放医研では最初にDVD映像での研究所紹介があり、その後、重粒子線棟、緊急被ばく医療施設、低線量影響実験棟を見せていただいた。
重粒子線がん治療装置(HIMAC)は世界で初めての医療専用の加速器だそうで、主に炭素線を用いたがん治療が行われている。重粒子線の医療利用は日本が世界に先駆けしたもので、γ線治療が体内へ入ってからの減衰が大きく、体の表層や患部の後ろの正常細胞に対して悪影響が起こるのに比べて、重粒子線はエネルギーを調整して深部の患部で作用させることができ、副作用の少ない治療ができるそうである。臨床試験を超え、いわゆる先進医療として料金を取っての治療が開始されている。特に骨のがんには予想を超える治療効果が見られているとのことであった。
緊急被ばく医療施設は、被ばく患者を受け入れる施設で、患者が搬入される場所での被ばくチェック、除染などの施設を見せていただいた。

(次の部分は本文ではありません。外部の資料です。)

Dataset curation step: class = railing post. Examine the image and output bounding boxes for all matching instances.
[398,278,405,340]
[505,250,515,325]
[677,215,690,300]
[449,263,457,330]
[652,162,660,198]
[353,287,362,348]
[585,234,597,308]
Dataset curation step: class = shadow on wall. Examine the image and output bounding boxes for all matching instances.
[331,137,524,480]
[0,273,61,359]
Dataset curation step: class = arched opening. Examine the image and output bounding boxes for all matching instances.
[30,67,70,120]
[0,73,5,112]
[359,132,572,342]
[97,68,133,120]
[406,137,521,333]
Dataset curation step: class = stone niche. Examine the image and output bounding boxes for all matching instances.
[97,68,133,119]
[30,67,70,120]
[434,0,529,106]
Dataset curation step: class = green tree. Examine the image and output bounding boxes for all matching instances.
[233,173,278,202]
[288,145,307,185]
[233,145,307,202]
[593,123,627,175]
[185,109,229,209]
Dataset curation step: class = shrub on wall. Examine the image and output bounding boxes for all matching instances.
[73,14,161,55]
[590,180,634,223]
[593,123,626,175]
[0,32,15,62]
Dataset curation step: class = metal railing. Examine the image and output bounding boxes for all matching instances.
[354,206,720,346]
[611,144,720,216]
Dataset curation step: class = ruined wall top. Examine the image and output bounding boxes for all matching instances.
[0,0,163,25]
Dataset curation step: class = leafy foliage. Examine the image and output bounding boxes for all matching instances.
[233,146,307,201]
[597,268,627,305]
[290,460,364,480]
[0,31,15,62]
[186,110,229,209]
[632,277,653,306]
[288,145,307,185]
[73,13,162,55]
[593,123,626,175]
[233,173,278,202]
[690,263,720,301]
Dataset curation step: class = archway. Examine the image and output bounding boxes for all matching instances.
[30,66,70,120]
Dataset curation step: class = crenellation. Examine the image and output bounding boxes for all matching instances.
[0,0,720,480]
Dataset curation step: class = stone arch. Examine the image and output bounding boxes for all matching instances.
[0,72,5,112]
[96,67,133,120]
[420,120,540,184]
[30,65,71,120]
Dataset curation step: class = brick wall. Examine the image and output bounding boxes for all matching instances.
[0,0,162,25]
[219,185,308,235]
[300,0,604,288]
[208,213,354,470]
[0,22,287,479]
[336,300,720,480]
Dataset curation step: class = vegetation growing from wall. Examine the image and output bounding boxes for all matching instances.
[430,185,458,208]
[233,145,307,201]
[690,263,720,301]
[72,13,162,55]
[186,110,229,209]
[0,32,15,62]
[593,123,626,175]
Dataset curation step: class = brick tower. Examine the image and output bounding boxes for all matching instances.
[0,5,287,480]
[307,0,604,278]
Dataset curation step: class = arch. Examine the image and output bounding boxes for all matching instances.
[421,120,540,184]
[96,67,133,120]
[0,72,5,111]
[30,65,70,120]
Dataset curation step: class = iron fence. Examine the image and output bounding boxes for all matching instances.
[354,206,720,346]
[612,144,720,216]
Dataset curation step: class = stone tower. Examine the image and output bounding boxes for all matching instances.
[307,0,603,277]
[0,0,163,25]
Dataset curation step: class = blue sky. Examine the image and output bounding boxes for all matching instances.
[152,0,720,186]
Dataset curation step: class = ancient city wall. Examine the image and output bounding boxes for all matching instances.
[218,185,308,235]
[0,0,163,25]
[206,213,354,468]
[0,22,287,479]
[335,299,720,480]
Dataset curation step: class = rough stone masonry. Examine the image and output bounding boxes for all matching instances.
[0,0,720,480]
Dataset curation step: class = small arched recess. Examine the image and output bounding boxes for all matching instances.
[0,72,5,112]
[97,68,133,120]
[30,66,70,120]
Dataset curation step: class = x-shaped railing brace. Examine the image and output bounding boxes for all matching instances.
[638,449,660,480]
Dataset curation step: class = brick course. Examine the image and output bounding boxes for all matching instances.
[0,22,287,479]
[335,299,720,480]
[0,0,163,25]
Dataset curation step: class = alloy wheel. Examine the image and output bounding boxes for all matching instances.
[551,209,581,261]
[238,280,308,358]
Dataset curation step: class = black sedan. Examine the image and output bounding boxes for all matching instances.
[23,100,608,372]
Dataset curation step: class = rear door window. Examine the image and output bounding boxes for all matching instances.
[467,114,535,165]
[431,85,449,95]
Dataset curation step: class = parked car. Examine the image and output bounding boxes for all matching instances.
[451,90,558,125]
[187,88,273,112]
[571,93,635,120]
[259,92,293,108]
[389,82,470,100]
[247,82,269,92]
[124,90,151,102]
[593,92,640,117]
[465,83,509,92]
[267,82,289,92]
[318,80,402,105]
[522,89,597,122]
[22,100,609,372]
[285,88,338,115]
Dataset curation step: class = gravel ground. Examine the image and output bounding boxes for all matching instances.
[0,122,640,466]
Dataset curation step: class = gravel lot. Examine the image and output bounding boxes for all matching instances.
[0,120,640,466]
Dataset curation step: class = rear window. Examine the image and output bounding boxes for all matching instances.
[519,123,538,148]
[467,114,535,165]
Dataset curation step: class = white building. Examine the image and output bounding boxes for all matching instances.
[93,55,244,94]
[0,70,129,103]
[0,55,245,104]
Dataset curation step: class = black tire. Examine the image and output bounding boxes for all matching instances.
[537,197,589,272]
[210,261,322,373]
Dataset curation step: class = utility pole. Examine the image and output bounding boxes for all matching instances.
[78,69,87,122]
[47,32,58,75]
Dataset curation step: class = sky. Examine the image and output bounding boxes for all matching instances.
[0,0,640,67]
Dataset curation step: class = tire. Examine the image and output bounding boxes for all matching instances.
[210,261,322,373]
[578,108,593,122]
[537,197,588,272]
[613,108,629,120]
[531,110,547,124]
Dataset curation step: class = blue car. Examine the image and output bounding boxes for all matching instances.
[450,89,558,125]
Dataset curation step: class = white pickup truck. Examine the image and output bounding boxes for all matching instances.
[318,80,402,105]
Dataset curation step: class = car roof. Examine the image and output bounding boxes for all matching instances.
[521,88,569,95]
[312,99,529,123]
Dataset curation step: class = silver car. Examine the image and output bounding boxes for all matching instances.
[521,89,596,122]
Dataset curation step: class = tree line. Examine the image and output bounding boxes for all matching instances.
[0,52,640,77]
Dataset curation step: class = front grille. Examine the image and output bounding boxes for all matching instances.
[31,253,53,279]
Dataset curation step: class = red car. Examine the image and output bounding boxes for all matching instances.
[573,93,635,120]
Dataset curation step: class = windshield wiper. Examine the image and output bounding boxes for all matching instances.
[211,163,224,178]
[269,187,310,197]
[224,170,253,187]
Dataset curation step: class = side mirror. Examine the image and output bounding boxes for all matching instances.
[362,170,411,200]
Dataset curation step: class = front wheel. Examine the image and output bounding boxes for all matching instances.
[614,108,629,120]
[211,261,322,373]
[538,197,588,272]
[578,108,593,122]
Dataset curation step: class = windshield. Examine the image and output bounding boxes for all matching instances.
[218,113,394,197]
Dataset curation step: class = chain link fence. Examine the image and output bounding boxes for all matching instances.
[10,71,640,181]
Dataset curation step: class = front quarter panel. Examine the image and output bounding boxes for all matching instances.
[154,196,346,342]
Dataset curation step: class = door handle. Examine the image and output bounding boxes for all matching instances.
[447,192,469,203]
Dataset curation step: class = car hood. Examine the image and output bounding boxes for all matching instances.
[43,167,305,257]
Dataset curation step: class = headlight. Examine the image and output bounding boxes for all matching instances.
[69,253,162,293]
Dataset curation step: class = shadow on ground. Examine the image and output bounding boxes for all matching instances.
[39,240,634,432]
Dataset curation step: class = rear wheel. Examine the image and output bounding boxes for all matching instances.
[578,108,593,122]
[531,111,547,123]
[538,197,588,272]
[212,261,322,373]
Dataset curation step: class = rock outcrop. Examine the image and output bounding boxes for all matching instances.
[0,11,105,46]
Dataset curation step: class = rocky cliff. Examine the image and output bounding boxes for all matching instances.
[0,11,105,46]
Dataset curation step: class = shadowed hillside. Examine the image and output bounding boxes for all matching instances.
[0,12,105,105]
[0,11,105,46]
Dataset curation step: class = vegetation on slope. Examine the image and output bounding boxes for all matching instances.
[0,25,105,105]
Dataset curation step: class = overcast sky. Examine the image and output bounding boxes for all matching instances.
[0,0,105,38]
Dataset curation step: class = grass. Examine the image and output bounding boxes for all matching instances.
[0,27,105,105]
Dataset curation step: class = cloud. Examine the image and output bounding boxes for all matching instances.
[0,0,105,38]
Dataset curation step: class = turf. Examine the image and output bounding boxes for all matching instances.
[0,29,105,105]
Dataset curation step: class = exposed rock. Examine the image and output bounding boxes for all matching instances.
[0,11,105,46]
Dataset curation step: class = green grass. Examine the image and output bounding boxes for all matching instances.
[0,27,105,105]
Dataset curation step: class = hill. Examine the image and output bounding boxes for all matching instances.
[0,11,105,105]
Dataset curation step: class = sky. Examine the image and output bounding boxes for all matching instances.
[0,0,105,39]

いままで、実際の患者の受入は、1999年のJCO臨界事故、そして、福島第一原発事故でケガをした作業者の場合だけで、通常は、教育訓練施設となっているとのことである。
低線量影響実験棟には1万匹のマウスと3千匹のラットが飼育されているとのことで、放射線影響を見るための組織標本が作成過程など、熟練研究者の手際の良い作業風景を見せていただいた。動物実験ができなくなっている状況(動物愛護)に鑑みて、今やっている実験動物の組織を低温保存し、将来は、世界の研究者に提供することを考えているとのことであり、国際的な拠点としての発展が期待されると共に、継続的に研究を行う機関が存在することの重要性を感じた。

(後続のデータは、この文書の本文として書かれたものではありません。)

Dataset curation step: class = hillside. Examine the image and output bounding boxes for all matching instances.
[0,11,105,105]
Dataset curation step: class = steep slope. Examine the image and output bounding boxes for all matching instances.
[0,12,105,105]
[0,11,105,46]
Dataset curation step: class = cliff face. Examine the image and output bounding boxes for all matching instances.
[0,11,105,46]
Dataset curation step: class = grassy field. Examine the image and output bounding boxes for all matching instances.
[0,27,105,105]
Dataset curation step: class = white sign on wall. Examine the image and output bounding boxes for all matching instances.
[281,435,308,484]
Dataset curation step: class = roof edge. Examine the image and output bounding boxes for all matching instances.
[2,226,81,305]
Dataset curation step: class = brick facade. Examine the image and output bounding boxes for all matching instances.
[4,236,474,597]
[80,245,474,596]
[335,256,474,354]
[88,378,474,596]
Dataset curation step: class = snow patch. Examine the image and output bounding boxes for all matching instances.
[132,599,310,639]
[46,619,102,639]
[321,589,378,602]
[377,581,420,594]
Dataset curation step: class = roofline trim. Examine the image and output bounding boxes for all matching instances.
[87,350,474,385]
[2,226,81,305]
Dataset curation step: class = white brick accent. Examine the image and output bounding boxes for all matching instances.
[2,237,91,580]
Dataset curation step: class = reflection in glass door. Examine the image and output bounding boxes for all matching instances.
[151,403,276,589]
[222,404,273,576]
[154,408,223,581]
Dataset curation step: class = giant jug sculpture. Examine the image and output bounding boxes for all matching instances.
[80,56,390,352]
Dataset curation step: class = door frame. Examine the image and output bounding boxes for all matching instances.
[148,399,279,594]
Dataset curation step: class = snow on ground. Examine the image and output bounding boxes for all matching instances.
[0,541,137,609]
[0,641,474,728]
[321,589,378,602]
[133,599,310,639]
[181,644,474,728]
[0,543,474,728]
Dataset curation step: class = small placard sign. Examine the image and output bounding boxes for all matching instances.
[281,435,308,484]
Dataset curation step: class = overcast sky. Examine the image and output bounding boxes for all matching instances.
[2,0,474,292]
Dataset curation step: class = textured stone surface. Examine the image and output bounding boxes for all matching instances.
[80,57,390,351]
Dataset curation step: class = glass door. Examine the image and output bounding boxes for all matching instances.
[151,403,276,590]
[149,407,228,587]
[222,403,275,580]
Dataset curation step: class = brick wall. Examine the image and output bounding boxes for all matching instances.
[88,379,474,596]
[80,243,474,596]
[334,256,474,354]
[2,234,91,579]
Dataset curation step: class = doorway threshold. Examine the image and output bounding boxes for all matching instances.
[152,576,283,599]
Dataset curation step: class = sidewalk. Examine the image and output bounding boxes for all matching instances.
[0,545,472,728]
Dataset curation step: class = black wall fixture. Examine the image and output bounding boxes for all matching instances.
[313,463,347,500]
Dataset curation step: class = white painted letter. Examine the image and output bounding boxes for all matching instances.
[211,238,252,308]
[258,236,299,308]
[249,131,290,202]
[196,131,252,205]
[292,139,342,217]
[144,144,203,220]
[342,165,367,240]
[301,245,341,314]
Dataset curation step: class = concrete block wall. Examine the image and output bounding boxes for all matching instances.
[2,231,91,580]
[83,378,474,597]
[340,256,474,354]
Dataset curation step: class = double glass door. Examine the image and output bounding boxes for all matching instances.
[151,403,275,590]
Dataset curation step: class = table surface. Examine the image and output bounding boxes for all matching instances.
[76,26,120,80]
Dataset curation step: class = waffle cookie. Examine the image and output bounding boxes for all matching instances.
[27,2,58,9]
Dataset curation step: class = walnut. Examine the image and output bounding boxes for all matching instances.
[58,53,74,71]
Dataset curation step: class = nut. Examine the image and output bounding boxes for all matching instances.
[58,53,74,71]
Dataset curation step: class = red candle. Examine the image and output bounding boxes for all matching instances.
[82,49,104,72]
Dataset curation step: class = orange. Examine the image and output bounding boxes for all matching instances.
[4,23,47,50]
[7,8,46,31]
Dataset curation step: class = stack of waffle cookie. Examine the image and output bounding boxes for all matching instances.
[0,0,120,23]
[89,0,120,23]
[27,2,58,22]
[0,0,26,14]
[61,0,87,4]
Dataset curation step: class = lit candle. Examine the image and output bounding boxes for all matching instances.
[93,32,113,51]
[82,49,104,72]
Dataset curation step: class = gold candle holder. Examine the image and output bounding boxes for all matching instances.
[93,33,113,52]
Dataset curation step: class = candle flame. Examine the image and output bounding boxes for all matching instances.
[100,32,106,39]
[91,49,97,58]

その後、放射線影響研究グループの方々と会議室で議論をした。島田博士からは冒頭に、福島第一原発事故の対応の経験談があった。福島の人にリスクの程度を理解してもらうことが本当に難しかったこと。事故直後の頃、放射線の専門でもない学者が1 mSVでも危険だというような発言をし、それをマスコミが大きく取り上げたこともあり、不必要な恐怖により、無駄な転居、あるいは、一家離散になっている家族が多数あること。そして、いったんそういった情報がインプットされると、考えを変えてもらうのは至難だということ。また、話している相手がだれかを意識する必要がある。これまで電気を享受してきておきながら福島以外のがれきさえも受入に反対する市民と、福島で放射線の恐怖にさらされている人では、伝えるべきことも違ってくる。NHKのようにどこの誰に向かって話しているのか分からないところでの発言は、後になっては控えるようにしたということである。さらに、その程度の放射線では心配はないと言えば、御用学者のレッテルを貼られ、バッシングを受ける。それを同僚の研究者が支えてくれない。傍観者になっているということも言われた。

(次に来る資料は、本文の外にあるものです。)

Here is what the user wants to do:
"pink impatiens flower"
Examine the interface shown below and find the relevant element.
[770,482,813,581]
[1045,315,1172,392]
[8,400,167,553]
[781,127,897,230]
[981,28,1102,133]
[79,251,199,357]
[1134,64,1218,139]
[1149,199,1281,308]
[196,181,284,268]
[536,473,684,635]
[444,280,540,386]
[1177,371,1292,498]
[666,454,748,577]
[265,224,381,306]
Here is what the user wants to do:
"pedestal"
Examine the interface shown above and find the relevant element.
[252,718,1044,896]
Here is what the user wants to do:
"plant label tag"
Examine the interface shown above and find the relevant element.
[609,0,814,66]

続いて、産総研の中西フェローが化学物質の環境リスク評価に取り組んできた経緯をプレゼンし、放射線のリスク評価についていろいろな質疑を交換した。
化学物質によるがんと放射線によるがんは区別がつくのか(遺伝子の損傷の様相の違いで区別がつく場合があるかもしれない)。放射線と化学物質の相乗作用はあるのか(そのようなケースは見つかっている)。など興味ある議論があった。しかし、放射線のリスク評価についてはICRPの見解以上の説明はなかったように感じた。
夕方6時過ぎまでなごやかな議論が続き、大変有意義な訪問であった。お世話に大勢の放医研の皆様に感謝します。